Il s’assoit à ces mots et je reste seule debout. Maintenant, je n’ai plus qu’une mission à accomplir pour aujourd’hui. J’essuie mes mains moites sur mon jean et prends la parole. J’énumère les noms et prénoms de chaque personne très clairement, et continue mon discours, en disant que je suis heureuse de faire partie de l’« empire », avec de belles phrases pleines d’hypocrisie.

« Le principe de notre empire, Amélie, est l’égalité entre tout le monde et la simplicité absolue. C’est pourquoi habituellement, lorsqu’une nouvelle personne est recruter, nous nous retrouvons dans cette pièce et entreprenons de découvrir le nouveau venu, ou la nouvelle venue. Alors la recrue prononce son serment dans le plus simple appareil, et sa portée est décuplée. Mais l’impératrice n’a pas besoin de se livrer autant que les autres, car elle a plus de puissance. »

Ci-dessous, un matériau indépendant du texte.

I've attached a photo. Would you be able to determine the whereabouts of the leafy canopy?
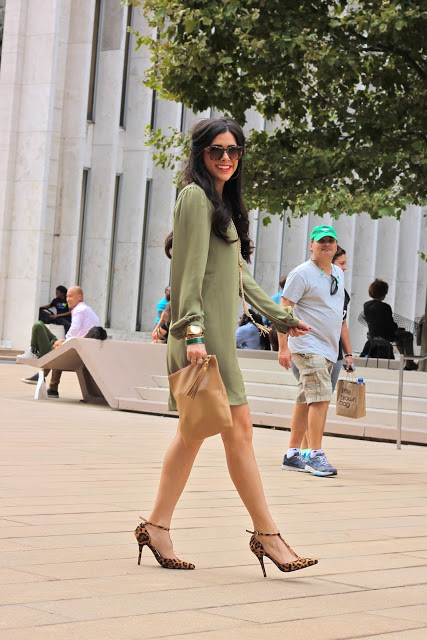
[123,0,427,218]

Au fur et à mesure de ses phrases, mon visage se décompose. Ça ne fait pas tâche au milieu des autres, affichant une moue triste en me regardant. Je refuse que Charlotte soit passée par là et qu’elle ne m’en ait pas parlé. Mes mains commencent à trembler de colère mais je ne dis rien et les serre entre elles, à en faire blanchir les jointures. Je leur en veux à tous, mais par-dessus tout à Ariel, à qui jamais je n’accorderai plus de confiance. J’essaye de ne pas montrer mon dégoût et ma colère, ce qui est une entreprise très difficile. Je ne retiens rien que ce qui se dit par la suite et pars directement après, sans attendre qu’Ariel ait fini de discuter.

À quelques rues du bâtiment se trouve un grand parc, dans lequel je marche quelques minutes, prenant un grand bol d’air frais. Je m’assois ensuite sur un banc, au bord de l’eau, et respire profondément. Je me concentre sur ma respiration, ce qui me fait oublier quelques secondes mes préoccupations. Je ferme les yeux et m’abandonne aux agréables bruits de l’eau qui coule et des oiseaux qui chantent encore. Mes larmes coulent doucement sur mes joues. Je ne me reconnais plus. Charlotte ne mérite pas qu’on la traite comme ils l’ont traitée. Mon cœur se serre et j’essuie mes larmes de ma manche. Un courant d’air froid glisse sur mon pull et j’entends des pas se rapprocher de moi. Ils s’arrêtent derrière moi et ma respiration s’accélère de nouveau. Je n’ose pas me retourner, de peur de faire un geste qui pourrait être mal interprété. Je suppose qu’il s’agit d’Ariel, et j’ouvre lentement les yeux. Une tête est penchée au-dessus de moi et je sursaute, pour cause cette soudaine proximité. Mon geste m’amène à me cogner la tête contre un torse, et l’autre rigole en se redressant.